- Born: Vancouver, British Columbia, Canada
- Education: Queen's University
- Occupation: Businessman

= Calvin Lo =

Hong Kong businessperson

Calvin Lo is a Hong Kong businessman and chief executive officer (CEO) of RE Lee International, an insurance brokerage firm based Hong Kong.

==Early life and education==
Lo was born in Vancouver, British Columbia, Canada. He studied at Queen's University and graduated in 1999.

==Career==
Early in his career, Lo worked in the investment banking division at JPMorgan from 2001 to 2002. Later, he joined his family's business, R.E. Lee International, which was founded in 1954. He also briefly served on the Jane Goodall Institute's board of trustees.

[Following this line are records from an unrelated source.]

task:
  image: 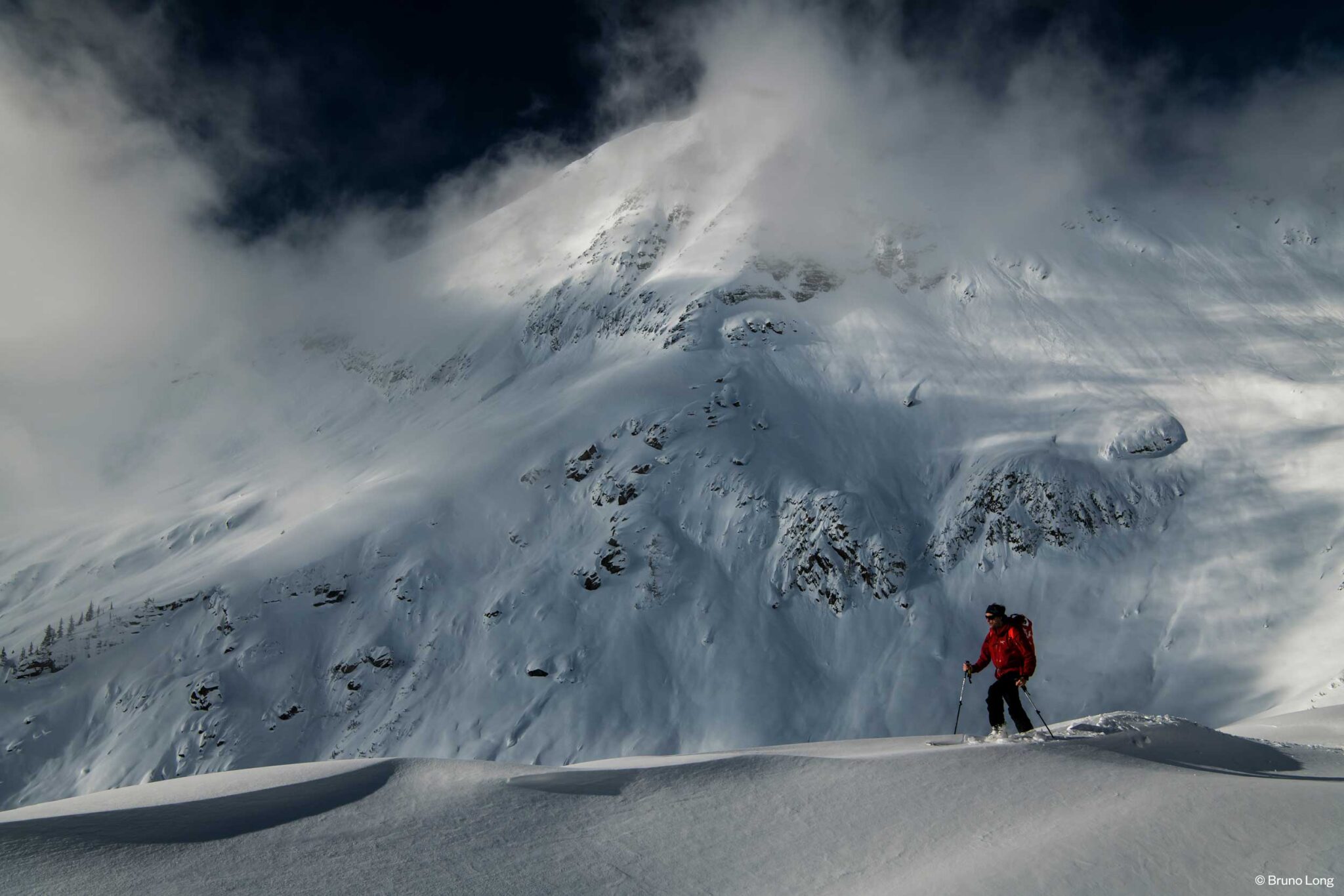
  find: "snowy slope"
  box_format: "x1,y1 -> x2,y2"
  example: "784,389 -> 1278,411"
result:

In May 2022, Lo launched an investment fund in Hong Kong named Legacy Jewellery Fund.

In July 2023, a Forbes investigation stated that it could not verify Lo's wealth or connection with Dorilton Capital and Williams, adding that representatives from those entities said they did not recognize his name. Lo refuted the claims and filed a complaint with the Royal Thai Police against the authors, alleging invasion of privacy, misrepresentation of information, and defamation.

Lo was included in Gafencu magazine's annual "Power List 300", a listing of Hong Kong’s 300 most powerful people, for four consecutive years (2021–2024).